I wrote his story, the story of a boy given away. Now it was my time to let him go.

It was an awful feeling, but something I needed to do for myself.

Melanie always begged me to slow down, to live again, and not in research and writing, but in hope and love. I knew this push of writing fiction wasn’t just about the books and sales. It was about me living again. I never in a million years would have propositioned a man who I didn’t know without Melanie pushing me. Without life pushing me.

When Michelangelo Mazzini comes back out to sit across from me, I don’t look up. The emotions, the feelings, the truths told to him today, of him and of me, suddenly seem to leave me feeling more of the old me than the Tatum after Gregory.

We eat silently, looking at each other every so often. He is trying to figure me out, and I am doing the same.

When I try to pay, he gives me a look, one that says I am overstepping. I’m not. I basically forced him to come with me, so it should be my treat. Regardless, I don’t argue, not this time.

If I allow myself a moment to think about it in the way I should, like he is Jonathon and I am Annie, it kind of feels nice.

We walk toward the hotel, his hands shoved into his pockets, hood up, shoulders slumped a bit, looking down at the sidewalk; and me looking out of the corner of my eye at him, catching him doing the same.

I notice he stands taller, eyes narrowing slightly, jaw tightening, and his lips grow straighter as we approach people. His presence grows bigger, if that can even be possible, and he becomes more intimidating. When we are alone, though, he seems to relax, probably for the first time since our very awkward meetings—plural. I have never had such a strange beginning with anyone.

“Are we okay?” I ask him as we grow closer to the hotel, knowing I need to say something to keep this illusion going.

He gives me a questioning look.

“Are you still willing to be my muse?”

After a few moments, he nods. “You drop the past, you can use me.”

I know the smile shining inside of me is bright. I allow it to heat me, making me feel good about being here. I hope that, in the process of writing fiction, using Michelangelo, he will see what I have learned as it should be—his reality. I’m drawn to him and want him to find the light he is, the good he is inside.

He stops in front of a store and looks through the window. “Wanna stop in here.”

“Okay,” I say. “Should I go?”

He pulls his hand out of his pocket and takes one of mine. “No, come with me.”

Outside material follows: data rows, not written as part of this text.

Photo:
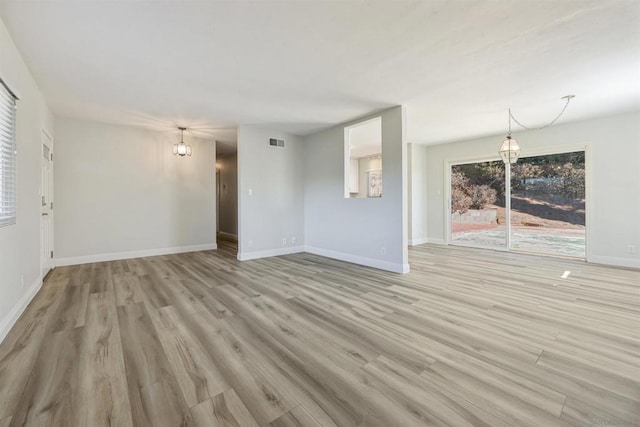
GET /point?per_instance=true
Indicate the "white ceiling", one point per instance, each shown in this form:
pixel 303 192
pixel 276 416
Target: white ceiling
pixel 304 66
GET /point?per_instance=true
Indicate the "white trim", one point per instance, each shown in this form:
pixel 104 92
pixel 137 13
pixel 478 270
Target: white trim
pixel 355 259
pixel 418 241
pixel 85 259
pixel 246 256
pixel 228 236
pixel 616 261
pixel 436 241
pixel 10 320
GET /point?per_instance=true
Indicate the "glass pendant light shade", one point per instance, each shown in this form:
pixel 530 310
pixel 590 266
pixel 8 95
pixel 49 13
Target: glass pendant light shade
pixel 510 150
pixel 182 149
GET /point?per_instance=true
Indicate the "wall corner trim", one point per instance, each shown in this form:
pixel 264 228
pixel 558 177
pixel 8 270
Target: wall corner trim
pixel 419 241
pixel 247 256
pixel 436 241
pixel 85 259
pixel 10 320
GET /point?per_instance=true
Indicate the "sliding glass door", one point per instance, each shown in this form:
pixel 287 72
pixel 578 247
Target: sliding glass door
pixel 542 209
pixel 478 204
pixel 548 204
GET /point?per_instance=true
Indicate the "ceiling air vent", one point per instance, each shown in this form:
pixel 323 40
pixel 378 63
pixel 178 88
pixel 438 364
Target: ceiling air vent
pixel 276 142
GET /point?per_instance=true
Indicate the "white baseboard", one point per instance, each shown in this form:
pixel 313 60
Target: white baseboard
pixel 369 262
pixel 619 262
pixel 7 323
pixel 246 256
pixel 60 262
pixel 228 236
pixel 436 241
pixel 419 241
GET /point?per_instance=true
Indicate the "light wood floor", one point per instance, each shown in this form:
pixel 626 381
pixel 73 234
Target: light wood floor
pixel 469 337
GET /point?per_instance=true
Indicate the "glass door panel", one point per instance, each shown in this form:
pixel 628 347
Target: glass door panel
pixel 548 204
pixel 478 216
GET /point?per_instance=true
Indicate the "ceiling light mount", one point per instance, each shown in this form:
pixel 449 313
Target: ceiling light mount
pixel 181 149
pixel 510 149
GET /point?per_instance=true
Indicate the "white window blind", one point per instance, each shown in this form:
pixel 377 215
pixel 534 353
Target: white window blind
pixel 7 156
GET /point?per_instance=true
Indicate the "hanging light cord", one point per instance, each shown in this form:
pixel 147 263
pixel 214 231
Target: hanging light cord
pixel 568 99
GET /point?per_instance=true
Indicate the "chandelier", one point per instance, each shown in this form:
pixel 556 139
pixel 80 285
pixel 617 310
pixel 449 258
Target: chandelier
pixel 510 149
pixel 181 149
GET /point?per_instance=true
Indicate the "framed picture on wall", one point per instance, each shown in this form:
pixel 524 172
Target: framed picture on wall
pixel 374 183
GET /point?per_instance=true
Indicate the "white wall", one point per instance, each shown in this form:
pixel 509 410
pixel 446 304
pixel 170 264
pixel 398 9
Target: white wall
pixel 20 243
pixel 356 229
pixel 275 210
pixel 120 192
pixel 228 208
pixel 613 179
pixel 417 160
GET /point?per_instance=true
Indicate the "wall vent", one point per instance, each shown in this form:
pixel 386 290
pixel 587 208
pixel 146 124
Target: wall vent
pixel 274 142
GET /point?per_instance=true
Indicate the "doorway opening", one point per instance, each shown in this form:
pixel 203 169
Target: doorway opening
pixel 227 197
pixel 46 198
pixel 541 210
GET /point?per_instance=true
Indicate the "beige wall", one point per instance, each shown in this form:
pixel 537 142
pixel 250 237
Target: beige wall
pixel 121 193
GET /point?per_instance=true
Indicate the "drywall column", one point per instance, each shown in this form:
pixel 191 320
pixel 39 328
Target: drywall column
pixel 417 194
pixel 270 194
pixel 20 273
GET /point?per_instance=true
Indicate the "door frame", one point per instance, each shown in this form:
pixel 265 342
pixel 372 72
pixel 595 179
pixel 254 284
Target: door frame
pixel 536 151
pixel 45 138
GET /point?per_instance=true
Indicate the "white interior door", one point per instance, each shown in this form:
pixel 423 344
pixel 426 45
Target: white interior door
pixel 46 199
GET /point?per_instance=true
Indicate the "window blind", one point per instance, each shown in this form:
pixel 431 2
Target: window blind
pixel 8 202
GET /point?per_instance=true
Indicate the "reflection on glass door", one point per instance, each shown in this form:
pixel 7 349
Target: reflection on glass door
pixel 548 204
pixel 478 204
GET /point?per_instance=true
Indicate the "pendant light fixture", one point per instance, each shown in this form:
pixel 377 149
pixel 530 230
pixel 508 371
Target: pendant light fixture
pixel 181 149
pixel 510 149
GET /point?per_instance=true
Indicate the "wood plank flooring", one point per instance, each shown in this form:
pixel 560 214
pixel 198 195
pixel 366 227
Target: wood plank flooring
pixel 469 337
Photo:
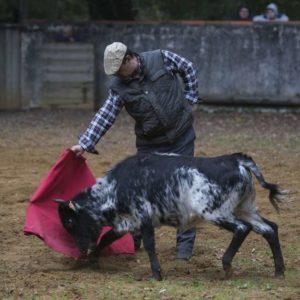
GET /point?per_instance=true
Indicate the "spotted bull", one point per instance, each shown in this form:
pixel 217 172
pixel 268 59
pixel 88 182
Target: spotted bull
pixel 145 191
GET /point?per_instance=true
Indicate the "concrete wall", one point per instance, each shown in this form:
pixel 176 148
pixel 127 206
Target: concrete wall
pixel 9 67
pixel 237 62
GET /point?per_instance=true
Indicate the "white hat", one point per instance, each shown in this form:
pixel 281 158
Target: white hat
pixel 113 57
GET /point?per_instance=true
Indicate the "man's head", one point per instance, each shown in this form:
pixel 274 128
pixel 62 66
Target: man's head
pixel 119 60
pixel 272 11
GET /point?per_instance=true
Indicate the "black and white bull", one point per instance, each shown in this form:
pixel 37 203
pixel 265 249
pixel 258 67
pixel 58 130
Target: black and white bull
pixel 146 191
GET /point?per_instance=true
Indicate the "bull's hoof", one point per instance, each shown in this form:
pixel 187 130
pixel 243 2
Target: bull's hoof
pixel 228 270
pixel 93 259
pixel 157 276
pixel 279 274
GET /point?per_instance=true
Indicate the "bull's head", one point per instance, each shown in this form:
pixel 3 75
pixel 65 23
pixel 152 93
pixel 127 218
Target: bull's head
pixel 80 225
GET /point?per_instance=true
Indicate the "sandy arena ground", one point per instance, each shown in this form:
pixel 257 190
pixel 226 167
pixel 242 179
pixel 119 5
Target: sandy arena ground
pixel 30 143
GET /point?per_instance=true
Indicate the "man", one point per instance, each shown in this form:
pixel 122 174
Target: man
pixel 147 85
pixel 271 14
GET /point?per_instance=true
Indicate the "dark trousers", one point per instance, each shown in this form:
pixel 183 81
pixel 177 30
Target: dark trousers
pixel 185 145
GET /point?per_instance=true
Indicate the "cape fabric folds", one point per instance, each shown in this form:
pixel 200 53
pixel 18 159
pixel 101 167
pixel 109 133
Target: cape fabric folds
pixel 69 175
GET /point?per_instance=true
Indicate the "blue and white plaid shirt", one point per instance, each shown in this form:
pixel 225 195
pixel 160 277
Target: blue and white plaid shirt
pixel 107 114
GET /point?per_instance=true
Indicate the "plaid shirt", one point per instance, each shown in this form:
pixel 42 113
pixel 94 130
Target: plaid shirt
pixel 107 114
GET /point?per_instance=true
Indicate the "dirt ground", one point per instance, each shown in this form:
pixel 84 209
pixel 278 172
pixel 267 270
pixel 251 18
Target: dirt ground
pixel 30 143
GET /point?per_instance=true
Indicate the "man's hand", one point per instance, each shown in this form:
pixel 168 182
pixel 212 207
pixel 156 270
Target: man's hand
pixel 77 149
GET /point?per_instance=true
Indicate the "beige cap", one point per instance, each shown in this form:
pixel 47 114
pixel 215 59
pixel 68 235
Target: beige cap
pixel 113 57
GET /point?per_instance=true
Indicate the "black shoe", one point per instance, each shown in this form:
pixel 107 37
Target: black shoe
pixel 184 256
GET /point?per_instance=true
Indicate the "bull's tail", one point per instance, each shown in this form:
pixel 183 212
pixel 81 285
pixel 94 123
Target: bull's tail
pixel 276 195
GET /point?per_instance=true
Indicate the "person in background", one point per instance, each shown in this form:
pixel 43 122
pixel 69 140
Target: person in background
pixel 243 14
pixel 271 14
pixel 149 86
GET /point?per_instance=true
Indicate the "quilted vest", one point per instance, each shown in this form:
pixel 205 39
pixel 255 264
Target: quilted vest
pixel 155 101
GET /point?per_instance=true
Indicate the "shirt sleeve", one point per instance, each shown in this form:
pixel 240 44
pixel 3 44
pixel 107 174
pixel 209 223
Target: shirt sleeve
pixel 187 72
pixel 101 122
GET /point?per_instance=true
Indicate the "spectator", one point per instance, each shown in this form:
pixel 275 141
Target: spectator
pixel 67 35
pixel 271 14
pixel 243 14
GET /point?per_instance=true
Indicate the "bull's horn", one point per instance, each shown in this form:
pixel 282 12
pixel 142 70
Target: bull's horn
pixel 59 201
pixel 72 206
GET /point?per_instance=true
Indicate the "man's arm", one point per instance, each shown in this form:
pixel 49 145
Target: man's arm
pixel 100 123
pixel 187 72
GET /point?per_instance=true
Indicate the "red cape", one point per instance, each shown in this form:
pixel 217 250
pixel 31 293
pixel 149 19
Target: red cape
pixel 67 177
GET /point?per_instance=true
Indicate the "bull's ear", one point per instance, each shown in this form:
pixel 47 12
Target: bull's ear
pixel 68 204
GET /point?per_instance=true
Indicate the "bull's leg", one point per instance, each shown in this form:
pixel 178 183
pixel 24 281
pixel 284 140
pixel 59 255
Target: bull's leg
pixel 273 240
pixel 240 231
pixel 147 231
pixel 108 238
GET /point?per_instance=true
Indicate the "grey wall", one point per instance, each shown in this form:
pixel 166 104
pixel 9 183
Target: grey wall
pixel 237 63
pixel 253 63
pixel 9 67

My hand feels tiny in his. Even though we have shared intimate moments, this... this hand holding feels like something more.

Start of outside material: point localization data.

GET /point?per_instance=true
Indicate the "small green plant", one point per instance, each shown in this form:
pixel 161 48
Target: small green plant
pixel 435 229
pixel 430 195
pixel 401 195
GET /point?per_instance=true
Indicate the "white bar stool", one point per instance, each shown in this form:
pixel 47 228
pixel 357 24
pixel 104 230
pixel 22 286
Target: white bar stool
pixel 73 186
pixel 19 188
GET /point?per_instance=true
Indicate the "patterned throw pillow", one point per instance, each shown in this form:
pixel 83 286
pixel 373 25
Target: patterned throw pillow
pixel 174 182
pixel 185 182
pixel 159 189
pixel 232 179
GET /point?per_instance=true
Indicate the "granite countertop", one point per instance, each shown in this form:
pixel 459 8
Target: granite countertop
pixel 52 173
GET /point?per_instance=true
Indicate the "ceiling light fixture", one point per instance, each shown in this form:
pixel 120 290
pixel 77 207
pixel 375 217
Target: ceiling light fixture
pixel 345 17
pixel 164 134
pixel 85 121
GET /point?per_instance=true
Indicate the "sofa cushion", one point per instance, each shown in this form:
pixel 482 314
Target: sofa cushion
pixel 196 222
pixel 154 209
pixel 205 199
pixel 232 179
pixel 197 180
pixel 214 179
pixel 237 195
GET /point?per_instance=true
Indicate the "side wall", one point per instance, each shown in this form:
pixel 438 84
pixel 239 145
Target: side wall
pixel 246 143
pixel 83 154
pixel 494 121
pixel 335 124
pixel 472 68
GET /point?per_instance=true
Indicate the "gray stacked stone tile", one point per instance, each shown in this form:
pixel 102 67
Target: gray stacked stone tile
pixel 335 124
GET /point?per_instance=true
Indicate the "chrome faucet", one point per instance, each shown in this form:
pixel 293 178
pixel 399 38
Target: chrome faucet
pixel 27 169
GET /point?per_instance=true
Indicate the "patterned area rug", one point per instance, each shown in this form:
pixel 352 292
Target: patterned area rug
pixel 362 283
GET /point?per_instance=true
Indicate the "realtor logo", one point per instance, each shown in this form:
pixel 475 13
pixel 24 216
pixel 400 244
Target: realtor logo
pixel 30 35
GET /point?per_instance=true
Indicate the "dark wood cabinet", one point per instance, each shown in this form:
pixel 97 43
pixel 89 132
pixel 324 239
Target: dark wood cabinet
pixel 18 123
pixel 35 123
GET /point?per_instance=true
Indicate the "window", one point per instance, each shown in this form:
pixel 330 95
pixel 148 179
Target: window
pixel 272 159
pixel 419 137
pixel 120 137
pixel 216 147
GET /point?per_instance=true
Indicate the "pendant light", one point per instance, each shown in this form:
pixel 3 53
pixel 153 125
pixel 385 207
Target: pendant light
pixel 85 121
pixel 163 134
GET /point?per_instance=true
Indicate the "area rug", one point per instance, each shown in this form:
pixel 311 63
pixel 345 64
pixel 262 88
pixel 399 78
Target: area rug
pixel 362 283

He doesn’t let go once inside the little shop as he walks to the window where he peers over the foot-tall barrier.

I look to see what it is that caught his intense stare. It’s a book.

He reaches over and grabs it from the display, and the woman behind the counter says, “That’s for display.”

“I need it,” he replies.

When she looks up from her own book and sees him, her mouth gapes slightly and she nods.

“Are there anymore?” I ask, knowing that a man like Angelo isn’t one for shopping or being told he can’t have something he clearly wants.

She continues looking at Michelangelo as she nods. “Shelf... Shelf in the back.”